I’d begun by being overwhelmingly certain that the Balenciaga was a Balenciaga; I would not have paid for the research otherwise. And then time and silence did their work, and I slowly, slowly came to the opposite belief, but I did not call off the researcher’s efforts. I was afraid, yes, but I was also strangely exhilarated. For years, I had delighted in my mother’s sunlike quality, and then a stray cloud—of doubt, when I began to question the harmlessness of her inventions and exaggerations, centered on, of all things, a costume, on pieces of fabric—had come between us, and I had wanted to extend that moment for a little longer, and longer after that. But could that be what I still wanted? Did I have the courage to see my treasonous impulses through to their logical end point?
In an interview with the journal, the author explained why Lucy never took an interest in her father or seek to verify if the dress is truly from Balenciaga. Lucy saw her mother as beautiful, and herself as 'ugly', albeit an 'ugly' but moderately successful novelist with two titles to her name. At this point when the story ended, she still hadn't opened the envelope. Perhaps she might in the future, but we would not know when, except when she is ready to.
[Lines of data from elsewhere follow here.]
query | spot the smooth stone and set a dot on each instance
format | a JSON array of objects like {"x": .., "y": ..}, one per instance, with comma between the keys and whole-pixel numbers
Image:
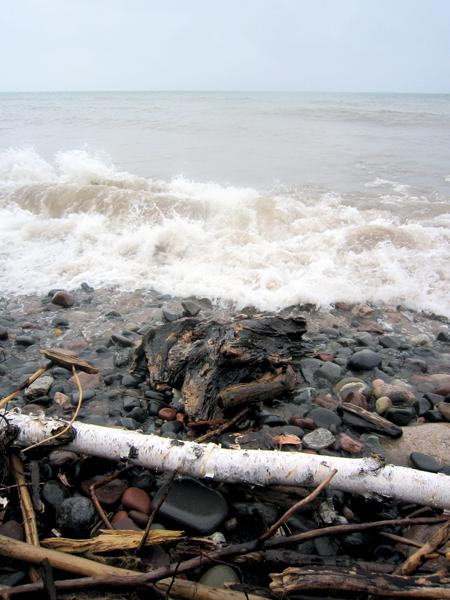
[
  {"x": 330, "y": 372},
  {"x": 121, "y": 340},
  {"x": 398, "y": 391},
  {"x": 428, "y": 438},
  {"x": 218, "y": 575},
  {"x": 364, "y": 360},
  {"x": 130, "y": 381},
  {"x": 318, "y": 439},
  {"x": 439, "y": 383},
  {"x": 63, "y": 298},
  {"x": 40, "y": 387},
  {"x": 190, "y": 309},
  {"x": 137, "y": 499},
  {"x": 400, "y": 416},
  {"x": 54, "y": 494},
  {"x": 12, "y": 529},
  {"x": 167, "y": 413},
  {"x": 76, "y": 516},
  {"x": 108, "y": 493},
  {"x": 444, "y": 409},
  {"x": 383, "y": 404},
  {"x": 350, "y": 444},
  {"x": 424, "y": 462},
  {"x": 372, "y": 443},
  {"x": 141, "y": 519},
  {"x": 25, "y": 340},
  {"x": 193, "y": 505},
  {"x": 324, "y": 417}
]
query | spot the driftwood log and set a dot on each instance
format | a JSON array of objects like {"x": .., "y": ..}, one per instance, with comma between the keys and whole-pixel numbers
[
  {"x": 219, "y": 366},
  {"x": 367, "y": 476}
]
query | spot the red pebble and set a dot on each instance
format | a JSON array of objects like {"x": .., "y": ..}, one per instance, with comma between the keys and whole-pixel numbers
[
  {"x": 137, "y": 499},
  {"x": 167, "y": 413}
]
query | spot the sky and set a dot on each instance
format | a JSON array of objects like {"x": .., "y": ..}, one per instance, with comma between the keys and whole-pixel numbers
[{"x": 305, "y": 45}]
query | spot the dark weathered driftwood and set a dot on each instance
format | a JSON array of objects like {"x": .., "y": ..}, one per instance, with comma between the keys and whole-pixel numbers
[
  {"x": 222, "y": 365},
  {"x": 360, "y": 418},
  {"x": 295, "y": 579}
]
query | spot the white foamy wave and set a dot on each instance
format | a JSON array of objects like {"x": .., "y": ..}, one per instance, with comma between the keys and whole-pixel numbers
[{"x": 80, "y": 219}]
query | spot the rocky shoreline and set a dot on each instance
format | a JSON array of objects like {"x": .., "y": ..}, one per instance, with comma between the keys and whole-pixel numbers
[{"x": 371, "y": 380}]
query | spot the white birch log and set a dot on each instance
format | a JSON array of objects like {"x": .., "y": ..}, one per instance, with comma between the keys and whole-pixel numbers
[{"x": 365, "y": 476}]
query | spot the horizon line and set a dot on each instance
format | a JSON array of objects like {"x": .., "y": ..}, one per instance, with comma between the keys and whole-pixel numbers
[{"x": 220, "y": 91}]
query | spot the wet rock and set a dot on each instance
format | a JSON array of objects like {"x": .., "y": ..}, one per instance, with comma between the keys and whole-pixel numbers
[
  {"x": 54, "y": 494},
  {"x": 439, "y": 383},
  {"x": 63, "y": 298},
  {"x": 167, "y": 413},
  {"x": 125, "y": 524},
  {"x": 76, "y": 517},
  {"x": 141, "y": 519},
  {"x": 383, "y": 404},
  {"x": 193, "y": 506},
  {"x": 428, "y": 438},
  {"x": 324, "y": 417},
  {"x": 444, "y": 409},
  {"x": 318, "y": 439},
  {"x": 25, "y": 340},
  {"x": 137, "y": 499},
  {"x": 398, "y": 391},
  {"x": 350, "y": 387},
  {"x": 190, "y": 309},
  {"x": 108, "y": 493},
  {"x": 364, "y": 360},
  {"x": 330, "y": 372},
  {"x": 12, "y": 529},
  {"x": 60, "y": 458},
  {"x": 121, "y": 340},
  {"x": 40, "y": 387},
  {"x": 400, "y": 416},
  {"x": 350, "y": 444},
  {"x": 218, "y": 575},
  {"x": 424, "y": 462}
]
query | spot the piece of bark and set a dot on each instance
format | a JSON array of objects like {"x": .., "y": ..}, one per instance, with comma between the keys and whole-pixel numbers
[
  {"x": 257, "y": 467},
  {"x": 360, "y": 418},
  {"x": 204, "y": 359},
  {"x": 296, "y": 579}
]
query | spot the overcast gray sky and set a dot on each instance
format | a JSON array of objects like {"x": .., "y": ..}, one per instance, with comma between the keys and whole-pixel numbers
[{"x": 319, "y": 45}]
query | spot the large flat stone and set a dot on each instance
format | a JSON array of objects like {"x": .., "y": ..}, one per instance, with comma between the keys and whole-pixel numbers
[{"x": 428, "y": 438}]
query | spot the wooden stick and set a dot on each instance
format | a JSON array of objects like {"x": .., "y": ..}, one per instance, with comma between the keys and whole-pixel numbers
[
  {"x": 63, "y": 430},
  {"x": 300, "y": 504},
  {"x": 296, "y": 579},
  {"x": 414, "y": 561},
  {"x": 26, "y": 507},
  {"x": 22, "y": 386},
  {"x": 222, "y": 427}
]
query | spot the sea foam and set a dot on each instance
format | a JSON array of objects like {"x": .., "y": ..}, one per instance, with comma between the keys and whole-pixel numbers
[{"x": 78, "y": 218}]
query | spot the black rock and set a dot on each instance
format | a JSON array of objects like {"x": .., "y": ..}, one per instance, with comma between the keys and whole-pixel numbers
[
  {"x": 400, "y": 416},
  {"x": 324, "y": 417},
  {"x": 76, "y": 516},
  {"x": 424, "y": 462},
  {"x": 54, "y": 494},
  {"x": 191, "y": 309},
  {"x": 121, "y": 340},
  {"x": 364, "y": 360},
  {"x": 25, "y": 340},
  {"x": 193, "y": 506}
]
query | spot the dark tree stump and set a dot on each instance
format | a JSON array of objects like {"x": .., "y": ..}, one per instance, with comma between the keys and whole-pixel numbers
[{"x": 219, "y": 366}]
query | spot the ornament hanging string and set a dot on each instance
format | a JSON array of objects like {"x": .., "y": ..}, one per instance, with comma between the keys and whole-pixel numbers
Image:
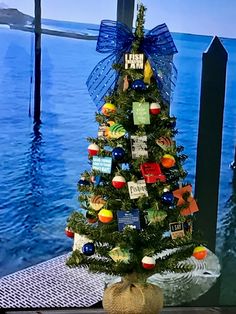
[{"x": 116, "y": 38}]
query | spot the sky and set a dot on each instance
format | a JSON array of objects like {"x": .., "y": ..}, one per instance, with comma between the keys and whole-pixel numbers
[{"x": 205, "y": 17}]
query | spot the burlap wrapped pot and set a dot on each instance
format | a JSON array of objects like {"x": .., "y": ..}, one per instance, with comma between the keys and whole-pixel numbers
[{"x": 132, "y": 297}]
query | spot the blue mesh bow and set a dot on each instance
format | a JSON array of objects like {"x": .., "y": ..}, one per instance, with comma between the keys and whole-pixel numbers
[{"x": 116, "y": 38}]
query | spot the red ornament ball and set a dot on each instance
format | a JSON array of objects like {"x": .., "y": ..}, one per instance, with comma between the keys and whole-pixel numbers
[
  {"x": 118, "y": 182},
  {"x": 69, "y": 233},
  {"x": 200, "y": 252},
  {"x": 148, "y": 262},
  {"x": 93, "y": 149},
  {"x": 105, "y": 215},
  {"x": 155, "y": 108}
]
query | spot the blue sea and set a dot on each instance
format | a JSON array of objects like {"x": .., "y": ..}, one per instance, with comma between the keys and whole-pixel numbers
[{"x": 39, "y": 168}]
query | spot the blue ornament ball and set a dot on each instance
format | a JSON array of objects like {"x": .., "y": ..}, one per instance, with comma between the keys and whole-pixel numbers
[
  {"x": 138, "y": 85},
  {"x": 118, "y": 153},
  {"x": 88, "y": 249},
  {"x": 168, "y": 198}
]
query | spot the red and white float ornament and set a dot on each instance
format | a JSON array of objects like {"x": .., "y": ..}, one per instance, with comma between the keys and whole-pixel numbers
[
  {"x": 93, "y": 149},
  {"x": 154, "y": 108},
  {"x": 148, "y": 262},
  {"x": 118, "y": 182},
  {"x": 69, "y": 233}
]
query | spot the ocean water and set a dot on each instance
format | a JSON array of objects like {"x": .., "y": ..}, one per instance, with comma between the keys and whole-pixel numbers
[{"x": 39, "y": 168}]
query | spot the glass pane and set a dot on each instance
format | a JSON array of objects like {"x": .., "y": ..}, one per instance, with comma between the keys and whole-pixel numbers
[{"x": 193, "y": 25}]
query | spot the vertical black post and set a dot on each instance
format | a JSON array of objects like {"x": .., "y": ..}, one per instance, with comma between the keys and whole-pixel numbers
[
  {"x": 209, "y": 139},
  {"x": 125, "y": 12},
  {"x": 37, "y": 86},
  {"x": 214, "y": 63}
]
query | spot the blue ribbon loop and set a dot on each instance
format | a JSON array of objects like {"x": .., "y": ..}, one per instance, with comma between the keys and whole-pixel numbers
[{"x": 116, "y": 38}]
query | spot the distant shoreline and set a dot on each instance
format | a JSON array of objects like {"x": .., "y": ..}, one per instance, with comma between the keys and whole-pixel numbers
[{"x": 55, "y": 32}]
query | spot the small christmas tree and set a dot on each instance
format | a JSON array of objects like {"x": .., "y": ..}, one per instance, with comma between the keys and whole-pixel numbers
[{"x": 135, "y": 202}]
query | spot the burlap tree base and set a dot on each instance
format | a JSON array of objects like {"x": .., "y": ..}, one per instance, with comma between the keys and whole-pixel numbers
[{"x": 132, "y": 297}]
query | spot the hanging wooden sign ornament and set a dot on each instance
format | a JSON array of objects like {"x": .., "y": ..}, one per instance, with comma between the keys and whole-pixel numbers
[
  {"x": 151, "y": 172},
  {"x": 134, "y": 61},
  {"x": 176, "y": 230}
]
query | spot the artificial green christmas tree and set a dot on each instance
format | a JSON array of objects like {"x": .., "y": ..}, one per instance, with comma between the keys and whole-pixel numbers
[{"x": 135, "y": 201}]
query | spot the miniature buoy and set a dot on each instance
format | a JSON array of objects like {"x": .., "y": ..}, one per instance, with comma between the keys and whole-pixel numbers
[
  {"x": 69, "y": 233},
  {"x": 148, "y": 262},
  {"x": 108, "y": 108},
  {"x": 200, "y": 252},
  {"x": 105, "y": 215},
  {"x": 93, "y": 149}
]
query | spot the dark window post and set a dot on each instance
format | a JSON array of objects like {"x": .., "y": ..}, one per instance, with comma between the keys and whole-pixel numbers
[
  {"x": 212, "y": 98},
  {"x": 125, "y": 12},
  {"x": 37, "y": 84}
]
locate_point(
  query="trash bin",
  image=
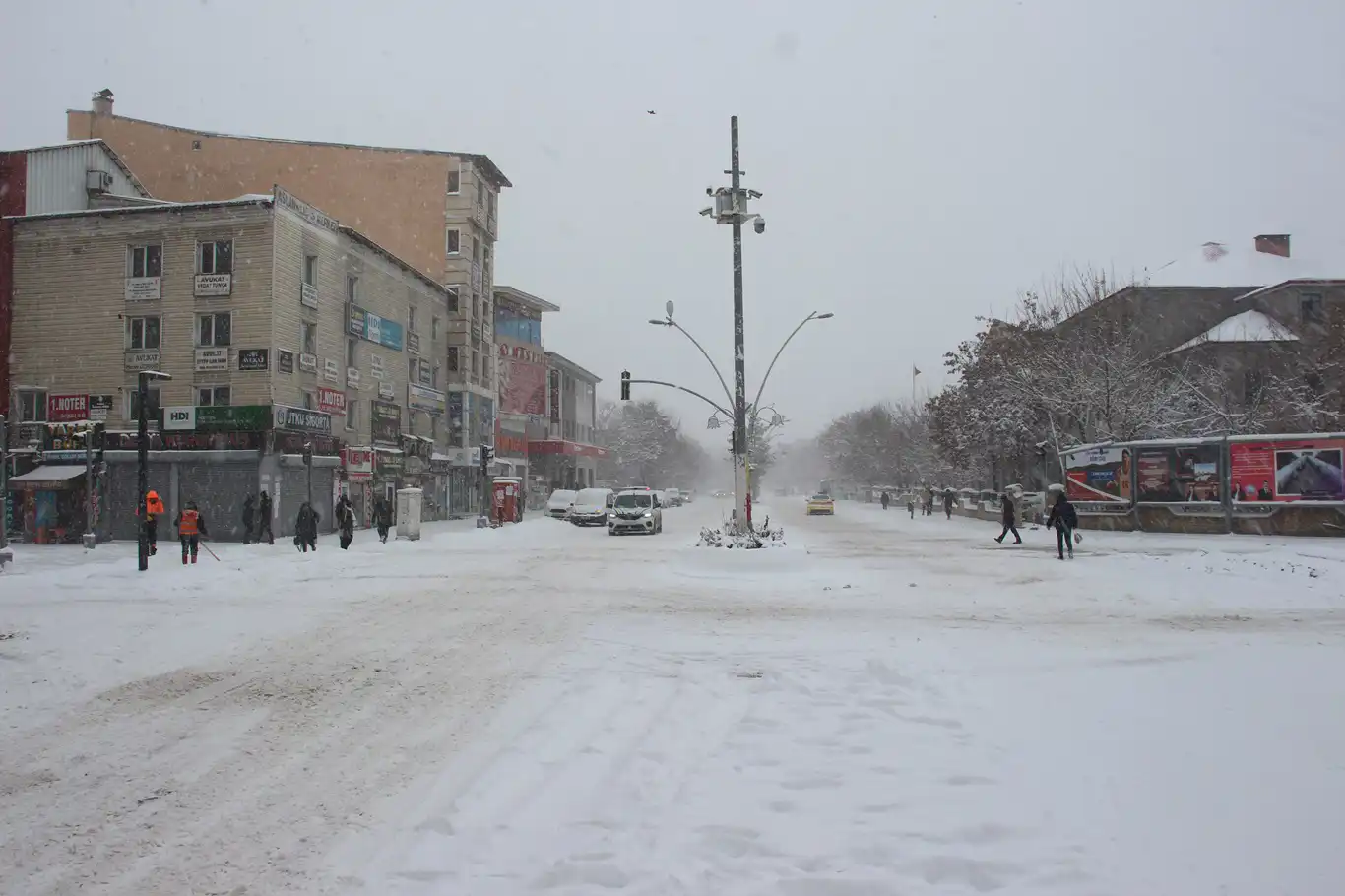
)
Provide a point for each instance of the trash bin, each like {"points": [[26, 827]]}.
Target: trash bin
{"points": [[408, 513]]}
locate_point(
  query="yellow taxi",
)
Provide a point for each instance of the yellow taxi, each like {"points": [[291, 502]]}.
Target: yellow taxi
{"points": [[822, 505]]}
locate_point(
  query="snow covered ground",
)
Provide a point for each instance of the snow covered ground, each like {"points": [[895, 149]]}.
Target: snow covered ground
{"points": [[882, 707]]}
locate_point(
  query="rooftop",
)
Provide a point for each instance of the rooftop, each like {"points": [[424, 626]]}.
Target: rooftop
{"points": [[483, 161]]}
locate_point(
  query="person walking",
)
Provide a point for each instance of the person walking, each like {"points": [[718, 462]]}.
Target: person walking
{"points": [[346, 522], [305, 528], [154, 510], [249, 513], [1010, 521], [1064, 520], [191, 526], [264, 520]]}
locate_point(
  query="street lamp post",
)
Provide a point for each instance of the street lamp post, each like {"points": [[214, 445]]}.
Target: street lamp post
{"points": [[143, 458]]}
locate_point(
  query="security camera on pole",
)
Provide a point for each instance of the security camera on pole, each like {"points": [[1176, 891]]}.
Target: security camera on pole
{"points": [[731, 208]]}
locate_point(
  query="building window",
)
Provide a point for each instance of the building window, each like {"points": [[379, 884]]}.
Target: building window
{"points": [[146, 261], [153, 404], [1311, 307], [214, 330], [143, 333], [208, 396], [32, 405], [216, 257]]}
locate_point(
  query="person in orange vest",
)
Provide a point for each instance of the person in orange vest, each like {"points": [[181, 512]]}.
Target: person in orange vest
{"points": [[191, 526], [154, 510]]}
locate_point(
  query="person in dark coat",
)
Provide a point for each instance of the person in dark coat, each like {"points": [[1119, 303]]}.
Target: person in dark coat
{"points": [[264, 520], [1064, 520], [1010, 521], [346, 521], [191, 526], [305, 528]]}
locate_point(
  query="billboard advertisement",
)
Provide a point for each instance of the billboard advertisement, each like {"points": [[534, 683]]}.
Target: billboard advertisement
{"points": [[1287, 470], [522, 378], [1099, 476], [1177, 474]]}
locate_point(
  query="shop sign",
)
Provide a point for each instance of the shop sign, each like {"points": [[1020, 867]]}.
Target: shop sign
{"points": [[144, 288], [253, 359], [358, 462], [304, 210], [423, 399], [331, 400], [67, 408], [212, 359], [303, 419], [143, 359], [213, 286], [368, 326], [99, 407], [385, 421], [179, 418], [233, 417]]}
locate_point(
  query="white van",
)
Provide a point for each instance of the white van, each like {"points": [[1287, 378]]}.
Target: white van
{"points": [[591, 506]]}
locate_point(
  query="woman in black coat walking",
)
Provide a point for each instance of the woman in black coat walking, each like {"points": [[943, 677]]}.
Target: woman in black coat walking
{"points": [[1064, 520]]}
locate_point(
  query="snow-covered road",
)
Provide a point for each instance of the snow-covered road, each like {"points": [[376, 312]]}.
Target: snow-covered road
{"points": [[882, 707]]}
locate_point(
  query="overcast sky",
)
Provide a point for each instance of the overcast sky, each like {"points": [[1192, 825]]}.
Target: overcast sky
{"points": [[922, 160]]}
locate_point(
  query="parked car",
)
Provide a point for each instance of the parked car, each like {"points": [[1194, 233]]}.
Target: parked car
{"points": [[591, 506], [823, 505], [558, 505], [640, 511]]}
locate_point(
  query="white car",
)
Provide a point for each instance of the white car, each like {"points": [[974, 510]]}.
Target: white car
{"points": [[640, 511], [591, 506], [558, 505]]}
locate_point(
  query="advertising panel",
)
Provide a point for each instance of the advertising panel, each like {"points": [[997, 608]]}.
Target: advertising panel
{"points": [[1177, 474], [1287, 470], [522, 378], [1099, 476]]}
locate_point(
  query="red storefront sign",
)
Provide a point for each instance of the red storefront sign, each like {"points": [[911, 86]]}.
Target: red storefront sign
{"points": [[67, 408], [568, 448], [331, 401]]}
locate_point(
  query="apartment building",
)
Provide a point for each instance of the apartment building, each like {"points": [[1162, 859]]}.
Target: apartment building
{"points": [[437, 210], [282, 329]]}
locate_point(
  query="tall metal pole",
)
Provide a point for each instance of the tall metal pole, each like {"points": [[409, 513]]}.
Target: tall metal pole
{"points": [[739, 408], [143, 467]]}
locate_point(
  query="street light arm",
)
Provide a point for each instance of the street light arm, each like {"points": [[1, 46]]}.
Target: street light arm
{"points": [[728, 393], [812, 316]]}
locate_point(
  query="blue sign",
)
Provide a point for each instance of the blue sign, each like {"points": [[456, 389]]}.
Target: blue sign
{"points": [[368, 326]]}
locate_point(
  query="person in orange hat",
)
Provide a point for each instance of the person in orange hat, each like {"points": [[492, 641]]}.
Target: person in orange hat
{"points": [[154, 509]]}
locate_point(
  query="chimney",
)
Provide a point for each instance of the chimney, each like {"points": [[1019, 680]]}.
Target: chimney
{"points": [[102, 102], [1274, 245]]}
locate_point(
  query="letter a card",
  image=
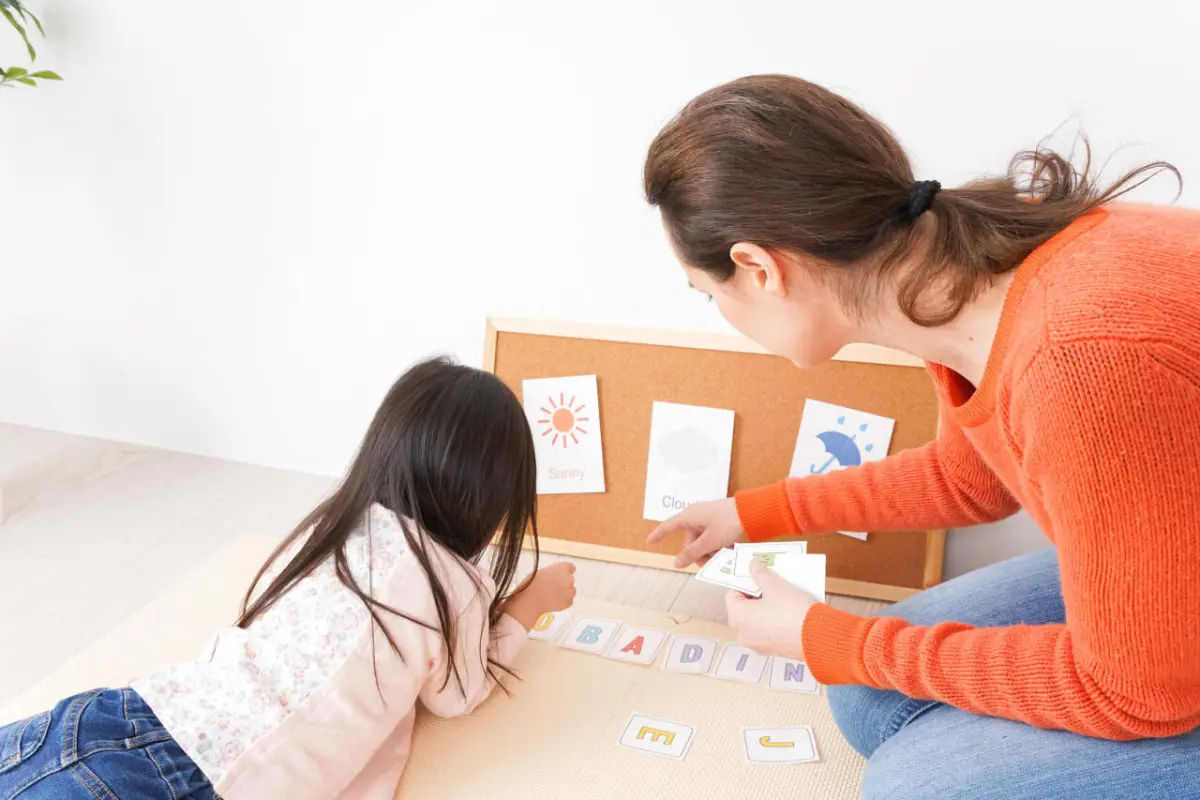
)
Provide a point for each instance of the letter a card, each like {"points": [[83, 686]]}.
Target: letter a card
{"points": [[564, 415], [657, 737], [639, 645]]}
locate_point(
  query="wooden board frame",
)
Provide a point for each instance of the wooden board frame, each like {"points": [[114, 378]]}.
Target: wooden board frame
{"points": [[935, 540]]}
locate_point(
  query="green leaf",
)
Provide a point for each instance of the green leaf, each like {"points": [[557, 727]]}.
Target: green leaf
{"points": [[12, 20]]}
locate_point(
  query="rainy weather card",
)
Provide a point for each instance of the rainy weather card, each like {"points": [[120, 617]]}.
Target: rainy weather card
{"points": [[564, 415], [690, 451], [834, 437]]}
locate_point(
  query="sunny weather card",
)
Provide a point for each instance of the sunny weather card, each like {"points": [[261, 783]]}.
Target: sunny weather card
{"points": [[835, 437], [689, 462], [564, 414]]}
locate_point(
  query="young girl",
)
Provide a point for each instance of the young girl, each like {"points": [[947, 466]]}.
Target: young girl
{"points": [[375, 601]]}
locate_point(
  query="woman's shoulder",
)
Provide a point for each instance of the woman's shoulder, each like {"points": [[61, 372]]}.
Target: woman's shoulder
{"points": [[1132, 278]]}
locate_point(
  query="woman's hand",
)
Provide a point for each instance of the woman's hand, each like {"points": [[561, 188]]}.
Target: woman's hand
{"points": [[771, 625], [551, 589], [706, 527]]}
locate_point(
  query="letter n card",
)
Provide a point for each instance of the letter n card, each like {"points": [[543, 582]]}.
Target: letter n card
{"points": [[790, 675]]}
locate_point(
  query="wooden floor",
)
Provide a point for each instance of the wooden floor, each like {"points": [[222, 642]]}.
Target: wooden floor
{"points": [[91, 530]]}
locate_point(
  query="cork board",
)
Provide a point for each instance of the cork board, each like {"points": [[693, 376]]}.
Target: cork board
{"points": [[570, 708], [767, 394]]}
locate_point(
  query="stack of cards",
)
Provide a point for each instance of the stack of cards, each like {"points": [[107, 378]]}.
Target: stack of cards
{"points": [[790, 560]]}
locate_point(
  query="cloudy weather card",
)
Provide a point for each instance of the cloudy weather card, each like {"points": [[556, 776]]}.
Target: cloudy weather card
{"points": [[689, 461]]}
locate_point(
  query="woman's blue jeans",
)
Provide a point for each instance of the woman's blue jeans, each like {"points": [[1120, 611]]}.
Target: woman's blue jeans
{"points": [[922, 749]]}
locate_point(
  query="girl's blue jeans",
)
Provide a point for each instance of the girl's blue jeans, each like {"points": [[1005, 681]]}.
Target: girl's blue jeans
{"points": [[923, 749], [100, 745]]}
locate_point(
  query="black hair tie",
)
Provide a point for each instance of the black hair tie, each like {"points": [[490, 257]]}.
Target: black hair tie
{"points": [[921, 197]]}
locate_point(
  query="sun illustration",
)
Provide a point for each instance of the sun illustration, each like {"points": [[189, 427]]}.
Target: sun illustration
{"points": [[563, 420]]}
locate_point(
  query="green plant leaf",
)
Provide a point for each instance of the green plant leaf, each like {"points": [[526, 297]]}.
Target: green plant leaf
{"points": [[21, 29]]}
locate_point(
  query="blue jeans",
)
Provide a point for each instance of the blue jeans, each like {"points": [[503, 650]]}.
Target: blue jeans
{"points": [[923, 749], [100, 745]]}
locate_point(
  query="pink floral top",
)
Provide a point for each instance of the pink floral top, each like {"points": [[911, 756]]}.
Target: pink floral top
{"points": [[289, 708]]}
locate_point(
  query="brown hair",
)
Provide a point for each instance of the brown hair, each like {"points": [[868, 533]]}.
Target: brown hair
{"points": [[450, 452], [792, 167]]}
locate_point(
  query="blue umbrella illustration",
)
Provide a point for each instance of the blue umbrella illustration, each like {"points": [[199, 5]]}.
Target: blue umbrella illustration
{"points": [[841, 449]]}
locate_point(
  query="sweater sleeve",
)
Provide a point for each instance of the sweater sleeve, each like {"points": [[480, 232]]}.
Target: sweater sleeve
{"points": [[943, 483], [1108, 435]]}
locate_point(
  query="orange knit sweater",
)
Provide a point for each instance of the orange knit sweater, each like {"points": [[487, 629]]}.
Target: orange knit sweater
{"points": [[1089, 416]]}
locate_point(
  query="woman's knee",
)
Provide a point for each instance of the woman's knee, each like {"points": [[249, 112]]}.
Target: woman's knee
{"points": [[856, 710]]}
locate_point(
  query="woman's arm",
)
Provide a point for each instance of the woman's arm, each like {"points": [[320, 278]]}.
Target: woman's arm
{"points": [[943, 483], [1109, 433]]}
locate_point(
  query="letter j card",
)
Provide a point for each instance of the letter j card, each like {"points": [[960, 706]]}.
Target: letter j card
{"points": [[564, 415]]}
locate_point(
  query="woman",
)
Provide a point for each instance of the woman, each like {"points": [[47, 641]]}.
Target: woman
{"points": [[1062, 335]]}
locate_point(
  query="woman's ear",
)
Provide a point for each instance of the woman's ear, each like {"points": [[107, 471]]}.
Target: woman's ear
{"points": [[761, 268]]}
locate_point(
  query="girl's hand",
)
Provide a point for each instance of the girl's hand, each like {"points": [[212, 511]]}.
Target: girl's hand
{"points": [[771, 625], [706, 527], [551, 589]]}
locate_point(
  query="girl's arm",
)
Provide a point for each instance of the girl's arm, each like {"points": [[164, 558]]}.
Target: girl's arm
{"points": [[551, 589], [1109, 433], [478, 643], [943, 483]]}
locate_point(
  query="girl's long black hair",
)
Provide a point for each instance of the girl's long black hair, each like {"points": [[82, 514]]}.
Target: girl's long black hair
{"points": [[450, 452]]}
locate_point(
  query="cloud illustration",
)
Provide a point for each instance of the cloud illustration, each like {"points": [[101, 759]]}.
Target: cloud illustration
{"points": [[688, 450]]}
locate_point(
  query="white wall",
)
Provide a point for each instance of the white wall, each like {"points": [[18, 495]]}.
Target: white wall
{"points": [[234, 224]]}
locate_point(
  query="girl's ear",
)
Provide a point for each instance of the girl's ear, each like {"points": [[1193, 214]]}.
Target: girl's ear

“My Balenciaga” leaves a big question unanswered, because Lucy chooses not to know the answer. Why do you think, by the end of the story, she no longer wants to learn the truth?
All I’ll say is: Lucy has the truth. She has her truth. And it’s not an empty truth, because it seems to be corroborated by many good hunches—for example, the feeling that she is “being held in place by a firm hand,” when she puts on the titular dress to accompany her mother for a walk in Central Park. Also, it’s important to add that, although by the time the story ends Lucy has decided not to look up the answer she sought, that doesn’t mean she never will. Maybe the length of time she is taking is the time she needs to acclimate to possible disappointment.